EKS, short for Amazon Elastic Kubernetes Service, handles orchestration at scale. Apache Superset is the open-source BI layer that turns raw data into dashboards worth showing to management. On paper, they fit beautifully. In practice, handling authentication and network isolation between them can get messy. The goal is simple: keep dashboards reachable to authorized engineers and analysts, not a public endpoint floating in the wind.
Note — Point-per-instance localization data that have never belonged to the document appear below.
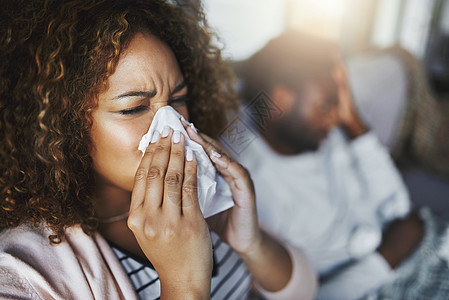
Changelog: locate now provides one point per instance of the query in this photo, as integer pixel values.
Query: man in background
(324, 183)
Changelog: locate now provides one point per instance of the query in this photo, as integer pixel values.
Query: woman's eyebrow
(179, 87)
(146, 94)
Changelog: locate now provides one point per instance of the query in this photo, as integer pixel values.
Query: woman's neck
(112, 201)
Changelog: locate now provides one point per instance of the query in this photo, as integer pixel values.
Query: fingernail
(216, 154)
(165, 131)
(193, 127)
(155, 137)
(185, 121)
(176, 136)
(189, 155)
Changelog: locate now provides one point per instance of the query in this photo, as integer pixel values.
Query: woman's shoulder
(32, 267)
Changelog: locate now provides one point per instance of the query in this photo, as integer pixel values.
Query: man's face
(309, 120)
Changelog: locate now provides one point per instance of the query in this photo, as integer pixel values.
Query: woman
(80, 84)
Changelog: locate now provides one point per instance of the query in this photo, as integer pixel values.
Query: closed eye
(134, 110)
(179, 100)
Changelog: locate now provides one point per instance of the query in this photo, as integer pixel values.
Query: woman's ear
(283, 98)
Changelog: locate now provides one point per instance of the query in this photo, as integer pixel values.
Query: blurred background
(397, 56)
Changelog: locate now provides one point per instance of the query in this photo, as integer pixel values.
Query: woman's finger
(140, 178)
(174, 176)
(190, 205)
(156, 172)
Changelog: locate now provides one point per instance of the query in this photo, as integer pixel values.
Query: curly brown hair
(55, 58)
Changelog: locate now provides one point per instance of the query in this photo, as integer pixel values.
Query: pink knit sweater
(85, 267)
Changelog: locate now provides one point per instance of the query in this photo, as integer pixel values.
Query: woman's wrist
(191, 289)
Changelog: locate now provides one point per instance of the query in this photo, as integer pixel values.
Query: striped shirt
(230, 280)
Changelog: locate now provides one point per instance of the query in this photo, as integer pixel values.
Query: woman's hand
(166, 219)
(237, 226)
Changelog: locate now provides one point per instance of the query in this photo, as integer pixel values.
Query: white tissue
(214, 194)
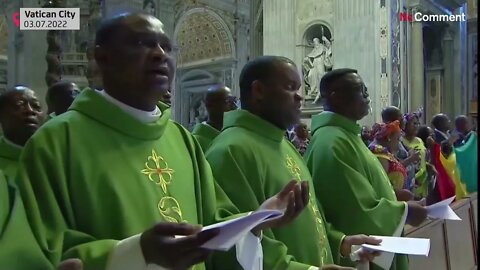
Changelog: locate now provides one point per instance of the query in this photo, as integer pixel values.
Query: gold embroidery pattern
(162, 175)
(296, 172)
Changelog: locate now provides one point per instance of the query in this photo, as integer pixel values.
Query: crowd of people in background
(110, 179)
(411, 153)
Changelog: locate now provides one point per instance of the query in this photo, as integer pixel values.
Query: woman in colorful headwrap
(411, 141)
(386, 138)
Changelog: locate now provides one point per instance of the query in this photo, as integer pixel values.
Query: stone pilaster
(279, 27)
(417, 92)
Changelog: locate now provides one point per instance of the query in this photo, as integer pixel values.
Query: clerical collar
(328, 118)
(12, 143)
(142, 116)
(247, 120)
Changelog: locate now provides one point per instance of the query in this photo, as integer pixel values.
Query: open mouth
(31, 121)
(159, 72)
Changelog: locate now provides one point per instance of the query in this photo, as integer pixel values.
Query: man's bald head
(134, 56)
(390, 114)
(20, 114)
(124, 22)
(219, 99)
(60, 96)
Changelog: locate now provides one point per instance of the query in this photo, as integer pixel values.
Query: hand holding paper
(231, 231)
(442, 210)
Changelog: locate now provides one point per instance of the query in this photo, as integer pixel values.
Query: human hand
(70, 264)
(404, 195)
(359, 239)
(291, 200)
(431, 169)
(416, 213)
(335, 267)
(414, 155)
(161, 247)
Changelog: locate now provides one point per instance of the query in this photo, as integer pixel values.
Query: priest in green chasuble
(18, 246)
(113, 180)
(251, 159)
(348, 179)
(20, 116)
(60, 97)
(218, 100)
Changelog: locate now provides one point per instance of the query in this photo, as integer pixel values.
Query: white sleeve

The easiest way to think about this pairing is as two halves of a locked room. EKS runs the room, Superset decorates it with insights. Connecting them securely means setting clear roles, using IAM or OIDC identity mapping, and avoiding static credentials. Instead of embedding service keys inside pods, use an identity-aware proxy that speaks your identity provider’s language, whether that’s Okta, Google Workspace, or AWS IAM.
A typical secure setup involves: the EKS cluster hosting Superset in a namespace, RBAC tied to workload identities, and endpoint access managed through a proxy that authenticates requests per user. With OIDC in the middle, tokens flow from your IDP to the proxy, then to Superset. The proxy enforces who can reach what. Superset doesn’t need to manage passwords, and EKS doesn’t need to expose internal services.
Here’s the fast version for anyone skimming:
To securely connect EKS and Superset, deploy Superset inside your cluster, wrap it behind an identity-aware proxy, and map your RBAC roles to your identity provider via OIDC. This maintains least privilege while giving users consistent, audit-ready access.